Self-propagating RedLine via YouTube
However, there has been discovered an unusual and intriguing self-propagation mechanism hidden in archives that allows the malware to spread to other victims on the Internet.

Specifically, the RAR has a batch file that runs his three malicious executables: ‘MakiseKurisu.exe’, ‘download.exe’ and ‘upload.exe’ that perform self-propagation of packages. It contains. The first, MakiseKurisu, is a modified version of a widely used C# password stealer that is only used to extract cookies from browsers and store them locally.

A second executable, ‘download.exe’, is used to download a video from YouTube, which is a copy of a video promoting a malicious package.

The video is downloaded using a link pulled from the GitHub repository to avoid pointing to a video URL that has been reported and removed by YouTube.

Finally, it uses “upload.exe” to upload a video promoting the malware to YouTube, uses the stolen cookies to log into the victim’s girlfriend’s YouTube account, and distributes the bundle through the channel.

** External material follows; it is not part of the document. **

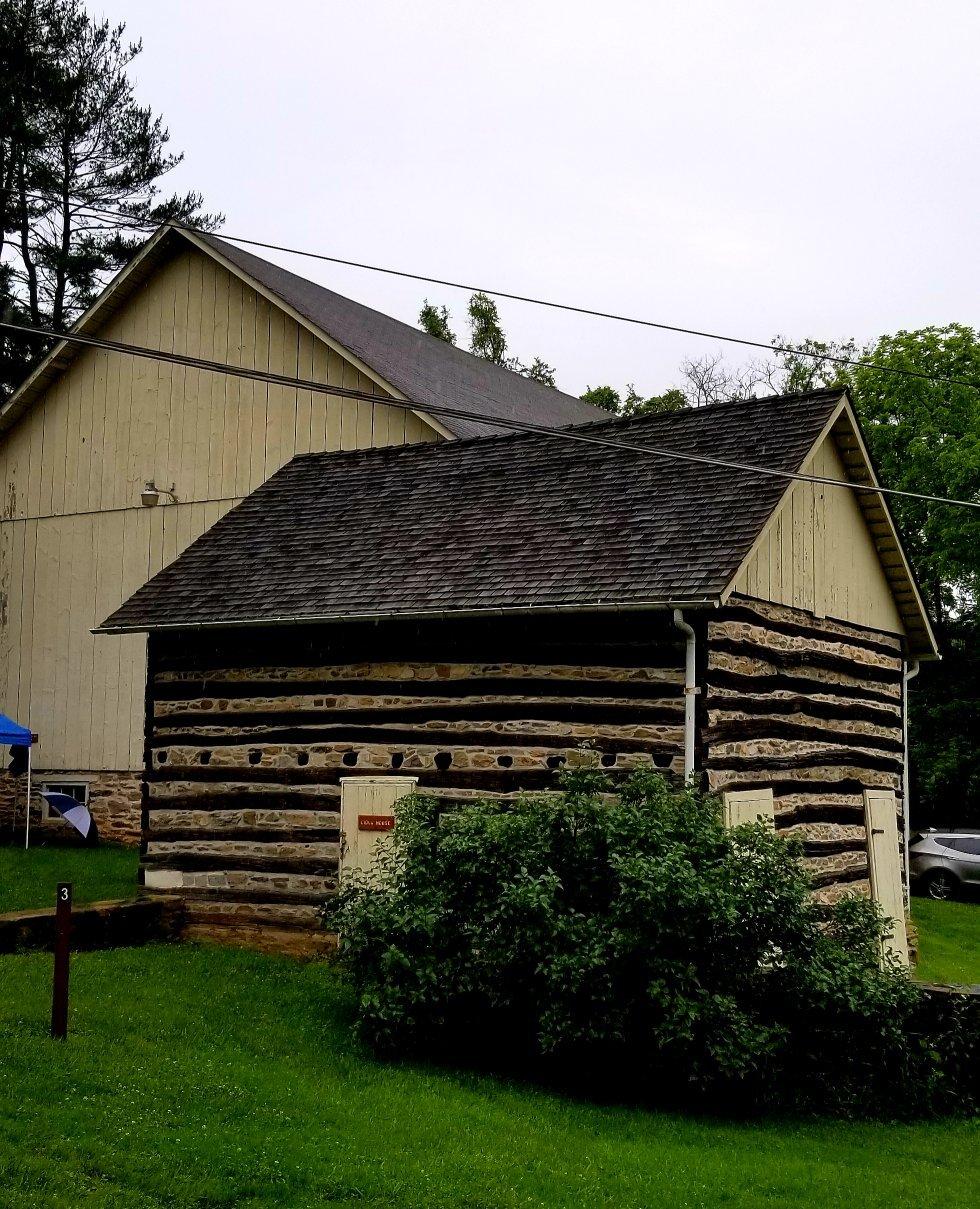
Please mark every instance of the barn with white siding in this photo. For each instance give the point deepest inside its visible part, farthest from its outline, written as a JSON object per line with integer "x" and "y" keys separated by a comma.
{"x": 467, "y": 617}
{"x": 90, "y": 428}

“[upload.exe] uses the Puppeteer Node library, which provides a high-level API to manage Chrome and Microsoft Edge using the DevTools protocol,” says the report.

“Upon successfully uploading a video to YouTube, upload.exe will send a message to his Discord containing a link to the uploaded video.”

Attackers are notified of new uploads, but channel owners are unlikely to notice that they are promoting malware on YouTube unless they are very active on the platform.

Videos demonstrating malicious downloads are uploaded from accounts that are likely to be clean for a long time, so this aggressive propagation method makes YouTube even more difficult to verify and remove.